Kevin Drum has a great post up explaining why he sympathizes a bit with the telecom companies who facilitated the Bush administration's warrantless wiretapping program:
Who's being asked to take the fall? The president? The Department of Justice? Congress? Of course not. It's the telecom companies who are being sued. ... [I]t doesn't seem right that the least culpable party is the one getting taken to court, while the most culpable parties--the president, the DOJ, and both Democrats and Republicans in Congress--get off scot free.
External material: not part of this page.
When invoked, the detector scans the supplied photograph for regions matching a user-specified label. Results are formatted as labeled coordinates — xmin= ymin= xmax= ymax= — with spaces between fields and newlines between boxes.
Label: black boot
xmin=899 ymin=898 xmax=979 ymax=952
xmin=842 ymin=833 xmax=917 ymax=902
This makes a lot of sense. I sympathize with the telecoms too. It's worth emphasizing, though, that there was an ideal solution to this problem: the Specter–Whitehouse substitution amendment, which would have allowed lawsuits to go forward but would have substituted the United States as a defendant, letting the telecoms off the hook. But the administration, Senate Republicans, and a handful of Democrats conspired to kill this amendment. The primary reason the Bush administration wants immunity isn't to help out its telecom friends, but to prevent the details of the wiretapping program from being scrutinized--even confidentally--in a lawsuit, regardless of who the defendant is.
Indeed, though my view is that House Democrats did the right thing by standing firm and letting the Protect America Act expire, they also deserve credit for making a good-faith effort to compromise on the issue--first by passing temporary FISA fixes, and then by supporting amendments like Specter–Whitehouse. But the fact that Bush was willing to let the law expire rather than compromise is telling--if reforming FISA isn't important enough for Bush to sacrifice immunity, then there's no reason for Democrats to unilaterally give in. Ted Kennedy had the most apt summary of the situation:
Think about what we’ve been hearing from the White House in this debate. The President has said that American lives will be sacrificed if Congress does not change FISA. But he has also said that he will veto any FISA bill that does not grant retroactive immunity. No immunity, no new FISA bill. So if we take the President at his word, he is willing to let Americans die to protect the phone companies.